Summer activities are starting to wind down here at Canyon Sports. We still have a few bike and kayak rentals on tap, and we’re still seeing visitors coming to Utah to take in what our fall season has to offer. But it is time to start gearing up for winter, and that means preseason ski tuning.
Avid Utah skiers know that the ski season is in full swing by mid-November. So as we near the end of September, ski season is a mere six weeks away! We are excited for what this season holds, and we hope you are too. But that is not the point of this post. Rather, let us talk about why preseason ski tuning is so important.
The Point of Tuning Your Skis
The place to start is understanding the point of tuning your skis to begin with. It all boils down to physics. The base and edges of a ski are almost always in contact with snow. How skis interact with the snow impacts the skier’s performance and overall experience. Therefore, tuning to the snow makes an enormous difference.

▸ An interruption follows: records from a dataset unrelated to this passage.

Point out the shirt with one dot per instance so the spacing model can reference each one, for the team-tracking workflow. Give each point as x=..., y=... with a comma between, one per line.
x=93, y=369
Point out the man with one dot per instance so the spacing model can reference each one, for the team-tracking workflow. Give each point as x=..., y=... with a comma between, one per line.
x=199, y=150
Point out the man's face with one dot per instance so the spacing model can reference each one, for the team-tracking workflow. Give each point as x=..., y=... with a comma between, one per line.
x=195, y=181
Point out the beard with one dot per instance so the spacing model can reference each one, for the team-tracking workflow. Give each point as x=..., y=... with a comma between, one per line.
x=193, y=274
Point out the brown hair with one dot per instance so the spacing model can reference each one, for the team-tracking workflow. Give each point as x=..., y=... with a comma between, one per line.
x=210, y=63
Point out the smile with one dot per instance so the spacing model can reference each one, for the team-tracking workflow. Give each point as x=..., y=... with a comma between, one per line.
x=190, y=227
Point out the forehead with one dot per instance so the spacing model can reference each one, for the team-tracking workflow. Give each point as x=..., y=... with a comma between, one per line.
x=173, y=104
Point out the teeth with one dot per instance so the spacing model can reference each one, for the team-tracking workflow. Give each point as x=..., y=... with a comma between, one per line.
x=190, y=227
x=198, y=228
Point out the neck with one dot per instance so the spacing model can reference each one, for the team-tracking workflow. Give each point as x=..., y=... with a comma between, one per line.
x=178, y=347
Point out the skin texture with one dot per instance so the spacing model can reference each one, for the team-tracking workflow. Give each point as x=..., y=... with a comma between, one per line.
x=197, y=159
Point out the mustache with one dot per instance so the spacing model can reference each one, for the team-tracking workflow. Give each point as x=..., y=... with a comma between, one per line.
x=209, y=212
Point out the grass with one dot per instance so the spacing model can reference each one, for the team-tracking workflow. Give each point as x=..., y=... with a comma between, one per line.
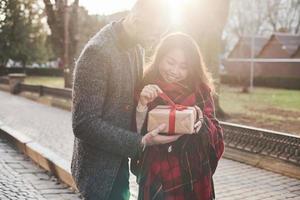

As you are making your way down the mountain, your skis are creating friction with the snow underneath. That friction turns some of the snow into a thin layer of water that subsequently sits between the ski surface and the snow. Your skis need to deal with that water the same way tires have to channel water away when you’re driving in a rainstorm.
A Pattern on the Base
A typical preseason ski tune starts with grinding down the base of the ski and applying a new pattern. The pattern is chosen based on the type of snow you are likely to experience in the near future. And because early season snow can be vastly different from its late season counterpart, the pros who handle ski tunes apply different patterns at different times of the year.
The pattern on the base of a ski is similar to the tread on a tire. The right pattern for the right type of snow channels water away so that you don’t go slipping and sliding all over the place. You need the right pattern for maximum control.
Getting the Edges Right
As for the edges of your skis, they become extremely important when it’s time to turn. A preseason ski tune accounts for both bevel and edge angle. Without getting into all the physics, these two characteristics determine how easily you can turn and the amount of control you have when you choose to do so. They need to be matched to your skiing style and the conditions you expect to experience on the slopes.
Tuning Before the Season Starts
Now that you know some of the basics of tuning a pair of skis, the last thing to discuss is why we recommend preseason tuning. If your skis are anywhere within reach, grab one and turn it over. We are willing to bet you will find plenty of nicks, scratches, and dings – even if you only skied once or twice after your last tune. This is because skis are always coming into contact with twigs, chunks of ice, and other debris.
Preseason ski tuning is designed to clean all of that up and prepare your skis for early season snow, which is usually more man-made than anything else. By tuning now, you’ll be prepared to hit the slopes during those first few weeks with skis that are perfectly tuned to the snow and your style of skiing. You will have a safer and more enjoyable experience as a result.